New systems don’t mean fewer jobs
March 19, 1989
IT’S BEEN QUITE a week, full of agonizing decisions. Should I go on with Geraldo and debate the cons of computer pornography with the notorious Chuck Farnham of Digital Deviations fame? I consulted my Magic 8 Ball. “Outlook not so good,” it said. So just by a whisker in Geraldo’s mustache, I maintained my journalistic integrity and went to the Seybold Conference on desktop publishing instead.
COLOR MY WORLD: One of the few big deals at Seybold was Aldus Corp.’s announcement of OPI, an Open Prepress Interface standard. Prepress is an electronic process that helps printers refine the images (text and color pictures) on a page before they are printed. Aldus’ OPI proposes a standard file format — TIFF, Tag Image File Format — that eliminates some of the back-and-forth manual paste-up that is still done today.
I supposed this kind of technology would put a lot of people out of work, but Tony Bove and Cheryl Rhodes of Gualala (in Mendocino County), who publish the newsletter Inside Report on Desktop Publishing and Multimedia, think otherwise. They were at the Seybold conference and told me that the 50,000 prepress vendors in the U.S. have 1 million customers. “If their customers start to include desktop publishing users, they’ll actually have more business, not less,” Bove said.
Much more the issue, they say, is the growing popularity of color copiers — poised to cause the same massive shift in the black-and-white printing industry that desktop publishing did to the printing press. “The market for color copiers is going to explode,” Bove said. “People who need to differentiate themselves, large corporations and small businesses, are going to buy them. And if they can’t afford one, they’ll go to a quick-print shop to get them printed.”

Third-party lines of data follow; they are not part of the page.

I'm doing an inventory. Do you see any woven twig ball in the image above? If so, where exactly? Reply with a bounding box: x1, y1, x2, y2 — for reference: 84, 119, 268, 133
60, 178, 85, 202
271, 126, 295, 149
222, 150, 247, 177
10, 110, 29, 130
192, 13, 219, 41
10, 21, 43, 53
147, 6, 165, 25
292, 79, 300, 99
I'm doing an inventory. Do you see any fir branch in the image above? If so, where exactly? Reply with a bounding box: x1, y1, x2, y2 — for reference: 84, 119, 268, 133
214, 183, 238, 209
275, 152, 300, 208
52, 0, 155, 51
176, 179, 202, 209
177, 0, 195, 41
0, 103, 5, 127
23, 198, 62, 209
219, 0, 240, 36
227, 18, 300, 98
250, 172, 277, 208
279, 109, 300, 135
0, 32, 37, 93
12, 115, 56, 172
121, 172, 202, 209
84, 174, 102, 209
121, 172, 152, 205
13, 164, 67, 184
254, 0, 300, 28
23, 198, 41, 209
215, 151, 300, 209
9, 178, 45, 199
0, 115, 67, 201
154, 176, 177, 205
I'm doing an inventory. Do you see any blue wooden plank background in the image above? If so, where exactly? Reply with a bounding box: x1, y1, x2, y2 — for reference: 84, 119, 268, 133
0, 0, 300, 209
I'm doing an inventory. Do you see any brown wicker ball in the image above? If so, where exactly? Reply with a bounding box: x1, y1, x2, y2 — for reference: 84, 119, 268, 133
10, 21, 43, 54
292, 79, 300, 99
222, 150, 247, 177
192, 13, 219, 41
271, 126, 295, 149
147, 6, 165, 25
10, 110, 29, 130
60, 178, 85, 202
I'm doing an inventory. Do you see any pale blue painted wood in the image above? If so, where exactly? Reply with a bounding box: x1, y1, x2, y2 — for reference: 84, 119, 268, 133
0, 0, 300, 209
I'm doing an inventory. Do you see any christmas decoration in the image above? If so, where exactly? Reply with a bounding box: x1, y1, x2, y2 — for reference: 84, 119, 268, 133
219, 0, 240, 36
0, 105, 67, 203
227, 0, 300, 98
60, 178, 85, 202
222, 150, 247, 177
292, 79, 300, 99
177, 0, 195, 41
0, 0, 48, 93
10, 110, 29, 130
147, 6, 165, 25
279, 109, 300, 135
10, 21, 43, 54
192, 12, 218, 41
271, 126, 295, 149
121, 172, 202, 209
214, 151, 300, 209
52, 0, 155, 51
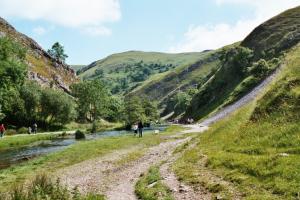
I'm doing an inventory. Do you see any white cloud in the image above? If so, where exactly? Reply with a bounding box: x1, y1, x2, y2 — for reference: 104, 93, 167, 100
82, 26, 111, 36
169, 0, 300, 52
0, 0, 121, 35
32, 26, 47, 35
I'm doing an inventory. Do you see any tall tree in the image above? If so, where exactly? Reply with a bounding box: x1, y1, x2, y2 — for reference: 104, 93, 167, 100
71, 80, 110, 121
48, 42, 68, 62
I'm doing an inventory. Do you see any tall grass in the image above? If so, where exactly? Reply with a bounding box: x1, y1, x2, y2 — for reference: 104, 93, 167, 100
135, 166, 174, 200
174, 46, 300, 199
0, 174, 104, 200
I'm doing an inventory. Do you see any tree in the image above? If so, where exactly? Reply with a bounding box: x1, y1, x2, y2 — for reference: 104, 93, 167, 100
47, 42, 68, 62
20, 82, 42, 122
125, 96, 146, 125
173, 92, 192, 114
105, 96, 125, 121
71, 80, 110, 121
143, 98, 159, 122
40, 88, 76, 124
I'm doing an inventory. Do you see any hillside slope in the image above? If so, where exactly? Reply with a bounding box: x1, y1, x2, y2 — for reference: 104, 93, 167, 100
173, 43, 300, 200
78, 51, 205, 94
0, 17, 77, 92
183, 7, 300, 120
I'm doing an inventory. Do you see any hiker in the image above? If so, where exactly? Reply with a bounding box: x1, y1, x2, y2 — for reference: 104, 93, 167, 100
0, 124, 5, 138
32, 123, 37, 134
28, 126, 32, 135
133, 124, 138, 136
138, 121, 144, 137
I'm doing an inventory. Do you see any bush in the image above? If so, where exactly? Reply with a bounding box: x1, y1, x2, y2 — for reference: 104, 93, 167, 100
75, 130, 85, 140
17, 127, 28, 134
4, 129, 17, 135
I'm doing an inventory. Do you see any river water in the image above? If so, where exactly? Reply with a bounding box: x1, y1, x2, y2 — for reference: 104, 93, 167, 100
0, 126, 166, 170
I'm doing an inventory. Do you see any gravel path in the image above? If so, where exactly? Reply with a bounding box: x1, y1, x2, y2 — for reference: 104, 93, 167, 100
201, 66, 283, 126
56, 135, 188, 200
159, 142, 212, 200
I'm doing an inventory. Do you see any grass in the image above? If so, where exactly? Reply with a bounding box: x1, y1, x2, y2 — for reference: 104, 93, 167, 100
0, 174, 105, 200
0, 126, 183, 191
173, 46, 300, 199
135, 166, 174, 200
0, 134, 61, 152
0, 121, 123, 152
114, 149, 145, 166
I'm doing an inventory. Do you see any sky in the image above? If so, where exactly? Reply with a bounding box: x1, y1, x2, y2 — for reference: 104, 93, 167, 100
0, 0, 300, 64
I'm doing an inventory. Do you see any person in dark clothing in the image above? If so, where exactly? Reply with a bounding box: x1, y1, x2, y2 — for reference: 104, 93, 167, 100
32, 123, 37, 134
0, 124, 5, 138
138, 121, 144, 137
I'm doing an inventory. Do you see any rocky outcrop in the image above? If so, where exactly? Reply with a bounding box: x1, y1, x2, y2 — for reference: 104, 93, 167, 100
0, 17, 78, 92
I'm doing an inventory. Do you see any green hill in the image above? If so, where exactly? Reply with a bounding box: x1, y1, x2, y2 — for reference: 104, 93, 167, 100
70, 65, 86, 72
184, 7, 300, 120
78, 51, 204, 94
173, 44, 300, 200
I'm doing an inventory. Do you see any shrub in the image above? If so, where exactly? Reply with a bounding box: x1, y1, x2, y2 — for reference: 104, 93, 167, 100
17, 127, 28, 134
75, 130, 85, 140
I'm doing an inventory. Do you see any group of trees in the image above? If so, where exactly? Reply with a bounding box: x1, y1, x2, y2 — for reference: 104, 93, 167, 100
124, 96, 159, 125
71, 79, 159, 124
0, 37, 158, 130
0, 37, 76, 126
71, 79, 123, 122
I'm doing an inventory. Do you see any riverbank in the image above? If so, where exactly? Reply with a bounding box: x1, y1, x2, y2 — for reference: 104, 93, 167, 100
0, 122, 123, 152
0, 126, 183, 191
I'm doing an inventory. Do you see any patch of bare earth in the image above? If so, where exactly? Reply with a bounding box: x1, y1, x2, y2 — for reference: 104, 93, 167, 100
57, 135, 187, 200
160, 152, 212, 200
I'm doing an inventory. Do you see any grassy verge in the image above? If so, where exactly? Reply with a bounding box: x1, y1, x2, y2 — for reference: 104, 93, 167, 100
0, 174, 105, 200
0, 133, 61, 151
0, 126, 183, 191
173, 47, 300, 200
0, 121, 123, 152
135, 166, 174, 200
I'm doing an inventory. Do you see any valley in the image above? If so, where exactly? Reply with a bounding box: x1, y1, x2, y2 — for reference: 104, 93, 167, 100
0, 3, 300, 200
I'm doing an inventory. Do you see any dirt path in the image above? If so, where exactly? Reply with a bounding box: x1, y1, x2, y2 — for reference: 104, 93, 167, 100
56, 125, 206, 200
160, 152, 212, 200
57, 138, 189, 200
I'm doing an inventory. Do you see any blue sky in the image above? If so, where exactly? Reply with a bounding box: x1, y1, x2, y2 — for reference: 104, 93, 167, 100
0, 0, 300, 64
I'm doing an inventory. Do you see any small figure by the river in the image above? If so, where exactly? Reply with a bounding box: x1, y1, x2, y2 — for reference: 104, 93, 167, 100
132, 123, 138, 136
138, 121, 144, 137
28, 126, 32, 135
0, 124, 5, 138
32, 123, 37, 134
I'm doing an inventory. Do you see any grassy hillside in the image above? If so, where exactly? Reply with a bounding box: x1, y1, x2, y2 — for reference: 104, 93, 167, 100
184, 7, 300, 120
174, 45, 300, 199
241, 6, 300, 58
78, 51, 203, 94
70, 65, 86, 72
0, 17, 78, 91
129, 51, 220, 115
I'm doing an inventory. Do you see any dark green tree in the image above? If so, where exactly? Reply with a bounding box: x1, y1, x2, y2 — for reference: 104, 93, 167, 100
125, 96, 146, 125
40, 88, 76, 124
48, 42, 68, 62
143, 98, 159, 122
71, 80, 110, 121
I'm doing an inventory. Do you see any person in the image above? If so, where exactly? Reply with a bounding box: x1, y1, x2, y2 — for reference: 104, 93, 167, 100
0, 124, 5, 138
133, 124, 138, 136
32, 123, 37, 134
138, 121, 144, 137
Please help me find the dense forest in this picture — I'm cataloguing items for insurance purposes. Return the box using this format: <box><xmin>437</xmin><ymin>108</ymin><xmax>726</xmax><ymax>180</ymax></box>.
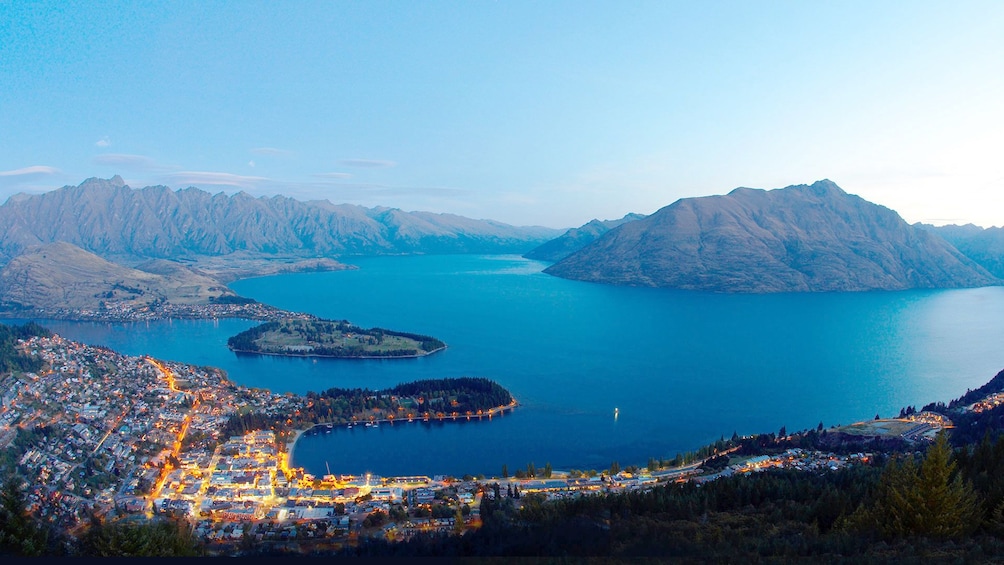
<box><xmin>227</xmin><ymin>319</ymin><xmax>446</xmax><ymax>358</ymax></box>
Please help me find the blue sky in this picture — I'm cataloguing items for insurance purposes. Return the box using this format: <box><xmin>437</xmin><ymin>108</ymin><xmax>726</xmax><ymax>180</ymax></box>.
<box><xmin>0</xmin><ymin>0</ymin><xmax>1004</xmax><ymax>227</ymax></box>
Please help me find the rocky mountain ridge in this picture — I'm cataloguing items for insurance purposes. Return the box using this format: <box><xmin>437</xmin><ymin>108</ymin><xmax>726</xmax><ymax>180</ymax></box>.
<box><xmin>545</xmin><ymin>181</ymin><xmax>1000</xmax><ymax>292</ymax></box>
<box><xmin>0</xmin><ymin>177</ymin><xmax>559</xmax><ymax>263</ymax></box>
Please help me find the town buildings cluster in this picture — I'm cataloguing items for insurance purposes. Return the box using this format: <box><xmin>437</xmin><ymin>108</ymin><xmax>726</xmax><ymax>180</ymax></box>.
<box><xmin>0</xmin><ymin>329</ymin><xmax>967</xmax><ymax>551</ymax></box>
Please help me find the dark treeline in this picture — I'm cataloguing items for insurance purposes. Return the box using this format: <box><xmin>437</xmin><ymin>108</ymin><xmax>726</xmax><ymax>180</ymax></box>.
<box><xmin>0</xmin><ymin>322</ymin><xmax>52</xmax><ymax>374</ymax></box>
<box><xmin>227</xmin><ymin>321</ymin><xmax>279</xmax><ymax>351</ymax></box>
<box><xmin>227</xmin><ymin>319</ymin><xmax>446</xmax><ymax>357</ymax></box>
<box><xmin>369</xmin><ymin>327</ymin><xmax>446</xmax><ymax>352</ymax></box>
<box><xmin>329</xmin><ymin>439</ymin><xmax>1004</xmax><ymax>562</ymax></box>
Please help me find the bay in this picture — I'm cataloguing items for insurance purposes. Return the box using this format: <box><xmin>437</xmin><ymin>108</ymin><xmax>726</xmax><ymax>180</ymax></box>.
<box><xmin>15</xmin><ymin>255</ymin><xmax>1004</xmax><ymax>476</ymax></box>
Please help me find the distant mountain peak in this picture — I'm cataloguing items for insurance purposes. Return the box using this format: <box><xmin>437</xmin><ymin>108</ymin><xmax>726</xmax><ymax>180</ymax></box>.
<box><xmin>0</xmin><ymin>176</ymin><xmax>558</xmax><ymax>263</ymax></box>
<box><xmin>545</xmin><ymin>180</ymin><xmax>999</xmax><ymax>292</ymax></box>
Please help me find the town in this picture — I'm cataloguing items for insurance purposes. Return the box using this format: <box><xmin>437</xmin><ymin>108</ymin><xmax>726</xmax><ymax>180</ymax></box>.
<box><xmin>0</xmin><ymin>335</ymin><xmax>971</xmax><ymax>554</ymax></box>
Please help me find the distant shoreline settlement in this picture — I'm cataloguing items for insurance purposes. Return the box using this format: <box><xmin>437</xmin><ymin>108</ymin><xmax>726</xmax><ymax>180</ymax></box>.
<box><xmin>0</xmin><ymin>329</ymin><xmax>991</xmax><ymax>554</ymax></box>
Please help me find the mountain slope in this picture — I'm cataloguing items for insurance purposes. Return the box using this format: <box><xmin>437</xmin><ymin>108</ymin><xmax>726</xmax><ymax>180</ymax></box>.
<box><xmin>0</xmin><ymin>242</ymin><xmax>234</xmax><ymax>309</ymax></box>
<box><xmin>523</xmin><ymin>214</ymin><xmax>645</xmax><ymax>262</ymax></box>
<box><xmin>917</xmin><ymin>224</ymin><xmax>1004</xmax><ymax>279</ymax></box>
<box><xmin>545</xmin><ymin>181</ymin><xmax>999</xmax><ymax>292</ymax></box>
<box><xmin>0</xmin><ymin>177</ymin><xmax>558</xmax><ymax>261</ymax></box>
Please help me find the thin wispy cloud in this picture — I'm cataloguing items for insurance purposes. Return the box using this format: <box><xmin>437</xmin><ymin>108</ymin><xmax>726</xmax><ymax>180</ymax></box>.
<box><xmin>0</xmin><ymin>165</ymin><xmax>59</xmax><ymax>177</ymax></box>
<box><xmin>92</xmin><ymin>153</ymin><xmax>172</xmax><ymax>172</ymax></box>
<box><xmin>251</xmin><ymin>148</ymin><xmax>293</xmax><ymax>157</ymax></box>
<box><xmin>166</xmin><ymin>171</ymin><xmax>269</xmax><ymax>188</ymax></box>
<box><xmin>338</xmin><ymin>159</ymin><xmax>398</xmax><ymax>169</ymax></box>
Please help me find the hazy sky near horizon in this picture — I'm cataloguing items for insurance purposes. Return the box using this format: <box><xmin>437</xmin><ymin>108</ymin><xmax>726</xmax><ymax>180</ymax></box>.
<box><xmin>0</xmin><ymin>0</ymin><xmax>1004</xmax><ymax>228</ymax></box>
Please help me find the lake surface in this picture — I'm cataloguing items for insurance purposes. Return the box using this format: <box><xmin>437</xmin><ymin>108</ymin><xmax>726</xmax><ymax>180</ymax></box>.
<box><xmin>15</xmin><ymin>255</ymin><xmax>1004</xmax><ymax>476</ymax></box>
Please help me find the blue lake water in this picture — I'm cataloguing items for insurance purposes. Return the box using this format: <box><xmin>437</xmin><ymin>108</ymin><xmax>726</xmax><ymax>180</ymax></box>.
<box><xmin>19</xmin><ymin>255</ymin><xmax>1004</xmax><ymax>476</ymax></box>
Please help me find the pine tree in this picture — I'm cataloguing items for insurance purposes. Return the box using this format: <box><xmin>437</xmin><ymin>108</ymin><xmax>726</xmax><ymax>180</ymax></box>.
<box><xmin>871</xmin><ymin>434</ymin><xmax>981</xmax><ymax>539</ymax></box>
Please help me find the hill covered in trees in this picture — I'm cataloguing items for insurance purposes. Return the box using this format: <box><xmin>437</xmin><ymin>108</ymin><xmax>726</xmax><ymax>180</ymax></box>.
<box><xmin>227</xmin><ymin>317</ymin><xmax>446</xmax><ymax>358</ymax></box>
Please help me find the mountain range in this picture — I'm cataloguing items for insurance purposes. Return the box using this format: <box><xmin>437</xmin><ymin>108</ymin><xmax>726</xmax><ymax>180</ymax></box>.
<box><xmin>523</xmin><ymin>214</ymin><xmax>645</xmax><ymax>262</ymax></box>
<box><xmin>916</xmin><ymin>224</ymin><xmax>1004</xmax><ymax>279</ymax></box>
<box><xmin>544</xmin><ymin>181</ymin><xmax>1000</xmax><ymax>292</ymax></box>
<box><xmin>0</xmin><ymin>176</ymin><xmax>560</xmax><ymax>264</ymax></box>
<box><xmin>0</xmin><ymin>242</ymin><xmax>235</xmax><ymax>309</ymax></box>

Color copies are not yet widespread because they are expensive. Despite the fact that Xerox Corp. had the first full-color copier in 1973, Canon’s state-of-the-art machine costs $39,000. A Brother copier is only $8,500, but its quality is moderate and its per-page cost is high, around 65 cents, because it requires special paper.
“I believe (color copiers) are going to come down to about $5,000 in a few years, just like laser printers did,” Bove said.
CHALK ONE UP: Our civil liberties are a little safer because of some forceful action by Computer Professionals for Social Responsibility in Palo Alto. For several years, CPSR has been preparing a study about proposed additions to the FBI’s computer system, the National Crime Information Center. The system contains only public records, but the FBI had proposed that the second generation, NCIC 2000, contain a “tracking” feature for people under investigation.
Under this proposal, any district attorney or authorized officer could start an NCIC file on you, whether or not you had been convicted of a crime. When Joe or Jane Police Officer punched your name into the computer for a traffic violation, a “silent hit” signal would be sent invisibly to the office investigating you.
Sound like a slight invasion of privacy? Ripe for abuse of power? CPSR thought so, and so did Rep. Don Edwards, D-San Jose, a member of the Subcommittee on Civil and Constitutional Rights (part of the House’s Committee on the Judiciary), which reviewed the NCIC 2000 and CPSR’s report.
The tracking proposal was removed, and Edwards wrote a letter to CPSR thanking the organization for its “splendid work” on the NCIC report. “I look forward to continuing to rely on CPSR’s expertise and commitment to civil liberties,” Edwards wrote. Amen.
GOOD TIMING: Macworld magazine hit the streets last week with a truly poetic April Fool’s spoof by Steven Levy, the Macworld columnist and New York author of “Hackers.” Levy’s Iconoclast column detailed a fake meeting with Microsoft Chairman Bill Gates and some IBM executives who were giving him a sneak preview of a $1,000 color Mac clone. (For the uninitiated, you can’t touch a color Mac for less than $5,000.)
Macworld’s phone hasn’t stopped ringing, mostly from people who were delighted to be taken for such a ride. Others, for reasons unfathomable, were angry. Newspapers have covered the uproar, but none of the reports I’ve seen mentioned the Cable News Network vignette featuring Levy, Apple Product’s president Jean Louis Gassee, and an IBM representative. Gassee said he wished Apple could have pulled a prank that good, but the prize for most tongue-in-cheek comment goes to the IBM guy, who said, “IBM does not comment on unannounced products.”